Noch heikler ist es in vielen Fällen, wenn der Chef noch lebt, aber schwer krank ist. Denn da der Verlauf einer Erkrankung kaum vorherzusagen ist, werden Entscheidungen oft aufgeschoben, Pläne in die Schublade gesteckt, Massnahmen vertagt. Bis der Chef-wenn überhaupt-wieder einsteigt, können Monate verstreichen, was das Unternehmen zurückwerfen und blockieren kann.
Viele verpassen Nachfolgeregelung
Besondere Probleme haben oft unternehmergeführte Firmen. Dort scheint konkrete Notfallplanung eher die Ausnahme zu sein. Wenn der Chef ausfällt, stellt sich oft gleich die Existenzfrage. «Viele Unternehmer halten sich für unsterblich und versäumen die Nachfolgeregelung», sagt Unternehmer-Coach Steven Loepfe aus Zug. Zu viele Unternehmer machten einen fundamentalen Fehler: «Sie arbeiten zu stark im statt am Unternehmen», sagt er. Wenn ein Unternehmer operativ zu stark eingebunden sei und dann ausfalle, sei das Chaos komplett.
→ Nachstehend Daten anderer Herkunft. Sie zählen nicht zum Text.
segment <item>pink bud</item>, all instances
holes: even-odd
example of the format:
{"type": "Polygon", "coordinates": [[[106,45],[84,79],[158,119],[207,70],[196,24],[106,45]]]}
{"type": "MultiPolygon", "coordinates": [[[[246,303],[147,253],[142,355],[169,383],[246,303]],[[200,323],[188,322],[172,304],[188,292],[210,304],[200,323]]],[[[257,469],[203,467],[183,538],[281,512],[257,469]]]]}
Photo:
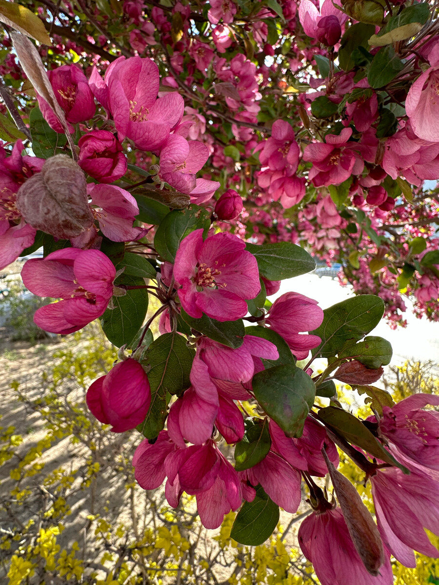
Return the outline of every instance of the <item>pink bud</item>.
{"type": "Polygon", "coordinates": [[[81,136],[78,164],[100,183],[116,181],[126,172],[126,157],[115,136],[107,130],[93,130],[81,136]]]}
{"type": "Polygon", "coordinates": [[[242,199],[233,189],[223,193],[217,201],[215,213],[218,219],[234,219],[242,211],[242,199]]]}
{"type": "Polygon", "coordinates": [[[334,15],[323,16],[317,22],[317,39],[328,47],[334,46],[341,36],[341,26],[334,15]]]}
{"type": "Polygon", "coordinates": [[[144,420],[149,408],[148,377],[139,362],[129,357],[94,382],[85,400],[98,421],[113,425],[113,432],[129,431],[144,420]]]}
{"type": "Polygon", "coordinates": [[[377,185],[371,187],[369,190],[366,202],[369,205],[380,205],[387,199],[387,192],[384,187],[377,185]]]}

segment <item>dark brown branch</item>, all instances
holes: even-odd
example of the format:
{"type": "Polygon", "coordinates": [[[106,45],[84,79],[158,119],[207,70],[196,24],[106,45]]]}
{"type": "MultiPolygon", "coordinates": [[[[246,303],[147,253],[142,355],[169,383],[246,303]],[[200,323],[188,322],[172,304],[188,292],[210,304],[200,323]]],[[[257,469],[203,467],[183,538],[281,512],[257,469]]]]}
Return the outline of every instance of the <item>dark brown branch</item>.
{"type": "Polygon", "coordinates": [[[15,122],[16,127],[20,132],[23,132],[23,133],[28,137],[29,140],[32,140],[32,138],[30,137],[30,131],[26,126],[26,124],[25,124],[23,120],[22,120],[21,116],[20,115],[18,110],[15,107],[13,100],[11,97],[9,90],[3,82],[3,80],[2,79],[0,79],[0,96],[3,100],[5,105],[8,108],[8,111],[11,114],[12,119],[15,122]]]}

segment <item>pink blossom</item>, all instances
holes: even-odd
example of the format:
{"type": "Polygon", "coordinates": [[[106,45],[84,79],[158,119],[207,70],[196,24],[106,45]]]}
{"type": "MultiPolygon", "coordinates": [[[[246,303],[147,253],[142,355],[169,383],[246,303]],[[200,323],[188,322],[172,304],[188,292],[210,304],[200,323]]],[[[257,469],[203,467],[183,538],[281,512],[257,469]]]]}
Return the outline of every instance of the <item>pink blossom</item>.
{"type": "Polygon", "coordinates": [[[223,193],[215,205],[215,213],[218,219],[235,219],[242,211],[242,199],[234,189],[223,193]]]}
{"type": "Polygon", "coordinates": [[[439,45],[428,54],[431,66],[411,85],[406,111],[413,132],[420,138],[437,142],[439,135],[439,45]]]}
{"type": "Polygon", "coordinates": [[[299,7],[299,18],[305,34],[330,46],[339,39],[341,25],[348,19],[348,15],[334,4],[342,5],[340,0],[321,1],[320,13],[311,0],[301,0],[299,7]]]}
{"type": "Polygon", "coordinates": [[[85,400],[98,421],[112,425],[113,432],[129,431],[145,419],[149,408],[148,377],[139,362],[129,357],[93,382],[85,400]]]}
{"type": "Polygon", "coordinates": [[[385,545],[406,567],[415,567],[413,550],[437,559],[439,552],[424,528],[439,535],[439,484],[413,469],[377,470],[371,477],[377,524],[385,545]]]}
{"type": "MultiPolygon", "coordinates": [[[[56,100],[66,113],[66,119],[71,124],[85,122],[94,116],[96,105],[88,81],[76,65],[63,65],[47,72],[56,100]]],[[[37,95],[42,113],[47,123],[56,132],[64,133],[61,123],[50,106],[37,95]]],[[[69,125],[70,132],[73,127],[69,125]]]]}
{"type": "Polygon", "coordinates": [[[364,163],[351,149],[351,146],[355,147],[355,143],[348,142],[352,133],[351,128],[344,128],[339,136],[327,135],[326,143],[315,143],[306,147],[303,160],[313,163],[308,177],[315,187],[339,185],[352,174],[362,172],[364,163]]]}
{"type": "MultiPolygon", "coordinates": [[[[156,99],[160,76],[158,67],[150,59],[119,58],[110,67],[104,82],[119,139],[123,141],[126,136],[142,150],[159,149],[181,119],[183,98],[173,92],[156,99]]],[[[105,90],[101,91],[105,100],[105,90]]]]}
{"type": "Polygon", "coordinates": [[[294,513],[300,504],[300,473],[273,451],[259,463],[239,474],[252,486],[258,483],[271,499],[285,510],[294,513]]]}
{"type": "Polygon", "coordinates": [[[136,199],[131,193],[115,185],[95,185],[90,190],[93,215],[104,236],[113,242],[138,240],[147,230],[133,227],[139,213],[136,199]]]}
{"type": "Polygon", "coordinates": [[[218,24],[221,19],[225,24],[228,25],[233,22],[236,13],[236,7],[231,0],[211,0],[207,17],[212,25],[218,24]]]}
{"type": "Polygon", "coordinates": [[[291,173],[297,170],[300,150],[294,140],[293,128],[284,120],[276,120],[272,127],[272,135],[256,148],[260,150],[259,160],[263,167],[282,171],[287,167],[291,173]]]}
{"type": "Polygon", "coordinates": [[[182,240],[174,276],[188,315],[200,319],[204,313],[219,321],[246,315],[245,299],[257,296],[260,284],[256,259],[245,249],[245,242],[231,233],[217,233],[203,242],[203,229],[182,240]]]}
{"type": "Polygon", "coordinates": [[[218,53],[225,53],[226,49],[233,43],[229,33],[228,26],[223,26],[222,25],[217,25],[212,31],[212,39],[218,53]]]}
{"type": "Polygon", "coordinates": [[[368,572],[349,534],[341,510],[327,509],[311,514],[301,524],[297,534],[302,552],[313,563],[321,585],[392,585],[389,559],[380,574],[368,572]]]}
{"type": "Polygon", "coordinates": [[[100,183],[112,183],[126,173],[126,157],[122,146],[107,130],[93,130],[79,139],[78,164],[100,183]]]}
{"type": "Polygon", "coordinates": [[[273,303],[265,322],[282,335],[297,359],[304,359],[321,341],[317,335],[299,333],[321,325],[323,311],[317,301],[299,292],[286,292],[273,303]]]}
{"type": "Polygon", "coordinates": [[[174,508],[183,491],[195,495],[200,519],[207,528],[217,528],[225,514],[238,510],[242,502],[238,474],[213,441],[179,449],[162,431],[153,444],[146,439],[140,443],[133,464],[143,489],[158,487],[167,476],[165,495],[174,508]]]}
{"type": "Polygon", "coordinates": [[[380,434],[417,463],[439,470],[439,413],[422,409],[439,405],[439,396],[417,394],[383,407],[380,434]]]}
{"type": "Polygon", "coordinates": [[[103,315],[116,269],[98,250],[64,248],[43,259],[28,260],[21,276],[34,294],[63,299],[40,307],[33,320],[46,331],[66,335],[103,315]]]}
{"type": "Polygon", "coordinates": [[[336,467],[338,465],[338,453],[335,445],[328,438],[325,428],[310,417],[305,421],[303,434],[299,439],[287,436],[273,421],[270,421],[269,428],[272,450],[296,469],[303,469],[311,475],[324,477],[328,473],[321,453],[324,446],[330,460],[336,467]]]}
{"type": "Polygon", "coordinates": [[[182,193],[190,193],[197,184],[197,173],[209,157],[207,147],[197,140],[169,136],[160,153],[160,177],[182,193]]]}
{"type": "Polygon", "coordinates": [[[341,225],[343,219],[339,215],[335,204],[327,195],[317,205],[317,221],[322,228],[337,228],[341,225]]]}
{"type": "Polygon", "coordinates": [[[32,246],[36,230],[22,219],[18,225],[0,219],[0,270],[15,261],[26,248],[32,246]]]}

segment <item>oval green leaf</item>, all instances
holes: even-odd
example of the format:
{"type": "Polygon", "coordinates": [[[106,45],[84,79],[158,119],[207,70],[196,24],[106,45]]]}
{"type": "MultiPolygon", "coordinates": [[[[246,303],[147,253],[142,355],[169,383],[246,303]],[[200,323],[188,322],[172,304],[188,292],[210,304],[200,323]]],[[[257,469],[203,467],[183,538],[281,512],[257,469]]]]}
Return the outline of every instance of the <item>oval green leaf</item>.
{"type": "Polygon", "coordinates": [[[260,274],[269,280],[291,278],[315,268],[315,262],[308,252],[290,242],[261,246],[247,244],[245,249],[256,258],[260,274]]]}
{"type": "Polygon", "coordinates": [[[244,502],[233,523],[230,536],[246,546],[258,546],[269,538],[279,521],[279,507],[260,485],[252,502],[244,502]]]}
{"type": "Polygon", "coordinates": [[[295,366],[276,366],[258,372],[252,381],[255,397],[290,436],[300,437],[315,397],[309,376],[295,366]]]}

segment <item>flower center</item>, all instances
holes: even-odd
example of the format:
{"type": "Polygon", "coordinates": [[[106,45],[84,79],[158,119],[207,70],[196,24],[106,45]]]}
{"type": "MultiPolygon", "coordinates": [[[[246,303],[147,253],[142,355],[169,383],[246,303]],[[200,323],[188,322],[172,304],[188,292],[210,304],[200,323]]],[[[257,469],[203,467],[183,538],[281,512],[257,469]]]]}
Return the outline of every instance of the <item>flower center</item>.
{"type": "Polygon", "coordinates": [[[129,101],[129,119],[131,122],[146,122],[148,119],[149,110],[144,106],[140,106],[138,112],[135,112],[137,102],[129,101]]]}
{"type": "Polygon", "coordinates": [[[220,274],[221,274],[220,271],[217,270],[216,268],[211,269],[205,264],[198,264],[197,274],[194,277],[194,282],[197,285],[197,288],[198,287],[201,289],[204,287],[216,288],[218,285],[215,281],[215,277],[219,276],[220,274]]]}
{"type": "Polygon", "coordinates": [[[73,85],[69,85],[66,90],[59,90],[58,93],[63,99],[67,102],[74,102],[76,97],[76,88],[73,85]]]}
Wenn der Patron hingegen rechtzeitig beginne, anderen seine Vision zu übergeben und dadurch am Unternehmen arbeite, stünden die Chancen eines nachhaltigen Firmenerfolgs bei einem Ausfall deutlich besser. Um wirklich alle Bereiche detailliert zu regeln, fordert Loepfe, dass Chefs ein «ganzheitliches Unternehmer-Testament» verfassen - und zwar zu Leb- und Gesundzeiten. Denn «ein Unternehmer ist immer Unternehmer-bis zum Schluss». Dieser aber kommt eines Tages unweigerlich. Auch für den, der sich heute und morgen tüchtig ins Zeug legt.